July 3, 2009: For months the government has been discussing drug cartel involvement in electoral politics. The discussion began rather quietly, but as the election nears stories are cropping up throughout Mexican and US media. The governor's race in Colima state (southwestern Mexico) has drawn particular attention, with allegations that the Gulf Cartel has "invested" in candidates. Similar allegations tag several candidates (particularly in the PRI) in northern Mexican states who are running for seats in the national legislature. Drug and crime gang involvement in electoral politics doesn't only involve money -- the government has reported numerous incidents of physical intimidation and death threats by the gangs against reform candidates who favor President Felipe Calderon's anti-corruption policies.
July 1, 2009: The government reported that police found a mass grave in Guanajuato state (central Mexico) containing 14 burned bodies. The discovery followed a raid on a "safe house" by Mexican Army soldiers that left 12 Gulf cartel "hit men" dead. A police statement said that the hit men were likely associated with the Zetas. The government statement said that the dead bodies were likely the remains of hit men who worked for other drug cartels who were executed by the Zetas. The Zetas, who were founded by army deserters, have publicly challenged --and ridiculed-- the Mexican Army.
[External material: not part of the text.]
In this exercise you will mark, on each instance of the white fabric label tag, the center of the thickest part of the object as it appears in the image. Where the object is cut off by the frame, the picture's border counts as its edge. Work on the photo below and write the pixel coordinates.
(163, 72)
This raid looks like another calculated strike on the Zetas by the military --in other words, challenge accepted.
June 28, 2009: The army arrested a senior leader in the Beltran Leyva cartel, Omar Ibarra Lozano, in the city of Monterrey. Ibarra is an interesting case study. He is only 25 years old. He is a former police officer in Nuevo Leon state (which borders on Texas). He is also suspected of being involved in a string of murders and bribing other police officers in Nuevo Leon.
June 27, 2009: The office of the attorney general announced the arrest of nine members "suspected" of belonging to the Beltran Leyva drug gang.
June 26, 2009: The Calderon government's anti-corruption push continues, this time with a massive sweep in Hidalgo state (central Mexico). Mexican authorities arrested the chief of police in the town of Pachuca (Hidalgo's capital). The chief was suspected of "protecting" the Zetas (Los Zetas) gang. Federal police also arrested 91 other policemen in Hidalgo, on charges of corruption. The federal government has not backed down on its promise to crackdown on corrupt local and state police officials who are on the payroll of drug gangs.
Mexican authorities and media reported an assassination attempt on a candidate for the national legislature. Ernesto Cornejo (a National Action Party, PAN, candidate) was not hurt but two aides were slain by the attackers. Police said that they suspected "drug gang hit men" carried out the attack, which occurred in Sonora state. The PAN is the party of President Felipe Calderon.